Perl Cd Bookshelf [Electronic resources] نسخه متنی

Building the cppextract Application

Since the Oracle XDK 10g C++ libraries have been converted to use C++ templates, you will use this design approach for the application called cppextract. It will be made up of the following three object files and their associated source files:

cppextractGen.cpp The generic functions used within the application

cppextractForce.cpp The specific instantiation of the generic functions in the application

cppextract.cpp The user interface to the application

The following sections discuss these files and their usage within the application.

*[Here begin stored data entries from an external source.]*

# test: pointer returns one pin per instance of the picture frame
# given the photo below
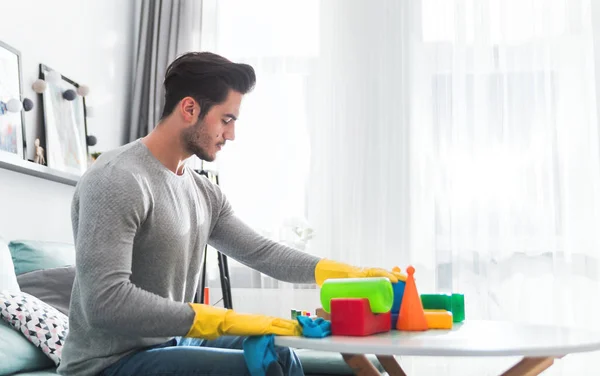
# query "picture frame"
(65, 125)
(12, 124)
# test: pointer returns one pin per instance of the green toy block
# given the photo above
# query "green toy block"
(458, 307)
(454, 303)
(437, 301)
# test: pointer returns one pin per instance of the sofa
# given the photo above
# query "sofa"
(45, 271)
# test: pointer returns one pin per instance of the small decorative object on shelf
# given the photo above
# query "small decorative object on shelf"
(39, 153)
(27, 104)
(95, 155)
(14, 105)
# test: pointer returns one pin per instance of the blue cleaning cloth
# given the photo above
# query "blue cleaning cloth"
(317, 328)
(259, 353)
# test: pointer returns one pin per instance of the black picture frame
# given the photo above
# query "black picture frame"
(65, 126)
(12, 125)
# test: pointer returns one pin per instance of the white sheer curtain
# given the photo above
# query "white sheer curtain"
(460, 136)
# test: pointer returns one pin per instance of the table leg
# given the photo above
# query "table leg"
(529, 367)
(391, 365)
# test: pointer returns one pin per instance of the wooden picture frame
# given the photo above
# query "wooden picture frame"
(12, 124)
(65, 126)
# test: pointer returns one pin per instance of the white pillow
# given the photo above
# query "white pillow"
(8, 279)
(41, 324)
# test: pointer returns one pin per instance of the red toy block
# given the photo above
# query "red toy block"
(353, 317)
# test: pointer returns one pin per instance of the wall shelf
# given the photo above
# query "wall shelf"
(29, 168)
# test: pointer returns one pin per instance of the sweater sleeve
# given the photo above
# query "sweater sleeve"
(234, 238)
(109, 208)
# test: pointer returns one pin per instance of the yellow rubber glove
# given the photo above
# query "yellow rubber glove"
(327, 269)
(211, 322)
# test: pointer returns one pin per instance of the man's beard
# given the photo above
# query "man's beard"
(190, 138)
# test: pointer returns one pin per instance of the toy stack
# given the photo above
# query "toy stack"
(366, 306)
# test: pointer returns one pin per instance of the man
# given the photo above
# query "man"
(141, 219)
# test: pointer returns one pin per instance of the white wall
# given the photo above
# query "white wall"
(91, 43)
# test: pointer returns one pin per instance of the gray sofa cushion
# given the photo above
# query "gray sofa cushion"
(52, 286)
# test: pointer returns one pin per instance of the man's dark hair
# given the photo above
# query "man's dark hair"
(207, 78)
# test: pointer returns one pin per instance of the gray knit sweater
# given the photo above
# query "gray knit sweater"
(139, 234)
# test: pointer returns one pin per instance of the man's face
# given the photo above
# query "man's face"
(207, 136)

Creating the Generic Functions

The cppextractGen.cpp file contains the code of the templates that are used in the application. Its only dependencies are on the standard C I/O library, stdio.h, and the XDK C/C++ library, oraxml10, which is referenced by including xml.hpp:

#ifndef XML_CPP_ORACLE
#include <xml.hpp>
#endif

The processXPath() Template

The processXPath() template performs the actual XPath evaluation by wrapping the process() function with the necessary code to parse the input XML document and to handle the resulting output. Let’s examine the template in detail.

This first section handles the initialization of the XDK context and is a call that all C++ XDK applications need to make. It needs to be made only one time because it can be reused throughout the application.

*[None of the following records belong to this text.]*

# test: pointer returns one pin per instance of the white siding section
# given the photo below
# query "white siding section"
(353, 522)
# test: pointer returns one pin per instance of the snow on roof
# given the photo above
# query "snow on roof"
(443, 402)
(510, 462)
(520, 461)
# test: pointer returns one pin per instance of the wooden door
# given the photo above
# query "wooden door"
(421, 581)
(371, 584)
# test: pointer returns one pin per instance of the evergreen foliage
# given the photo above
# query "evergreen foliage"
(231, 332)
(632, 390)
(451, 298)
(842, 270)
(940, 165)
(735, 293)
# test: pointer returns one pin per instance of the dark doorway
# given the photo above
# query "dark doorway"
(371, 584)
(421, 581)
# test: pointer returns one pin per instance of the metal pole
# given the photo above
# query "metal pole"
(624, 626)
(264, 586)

template< typename TCtx, typename Tnode> unsigned processXPath(
char* dname, char* xpath_exp);
extern "C" {
#include <stdio.h>
}
#include "cppextract.hpp"
template< typename Tnode> void printSubtree( NodeRef< Tnode>& nrefp);
template< typename TCtx, typename Tnode> unsigned processXPath(
char* dname, char* xpath_exp) {
TCtx* ctxp = NULL;
cout << "XML C++ XPath Extract\n";
try
{
ctxp = new TCtx();
}
catch (XmlException& e)
{
unsigned ecode = e.getCode();
cout << "Failed to initialize XML context, error " <<ecode<< "\n";
return ecode;
}

The next section creates an instance of the XPath processor by first creating a new Tools Factory instance, fp, and then using it to create the processor, prp, with createXPathProcessor():

 Factory< TCtx, Tnode>* fp = NULL;
try
{
fp = new Factory< TCtx, Tnode>( ctxp);
}
catch (FactoryException& fe)
{
unsigned ecode = fe.getCode();
cout << "Failed to create factory, error " <<ecode <<"\n";
return ecode;
}
printf("Creating XPath processor\n");
XPath::Processor< TCtx, Tnode>* prp = NULL;
try
{
prp = fp->createXPathProcessor( XPathPrCXml, NULL);
}
catch (FactoryException& fe1)
{
unsigned ecode = fe1.getCode();
cout << "Failed to create XPath processor, error " <<ecode <<"\n";
return ecode;
}

Next, the input XML document is passed in by calling Filesource():

InputSource* isrcp = new FileSource( (oratext*)dname);

The following section invokes the XPath processor through its process() function by passing in the document object, isrcp, and the XPath expression, xpath_exp. The result is returned as objp (which is analyzed in the next section).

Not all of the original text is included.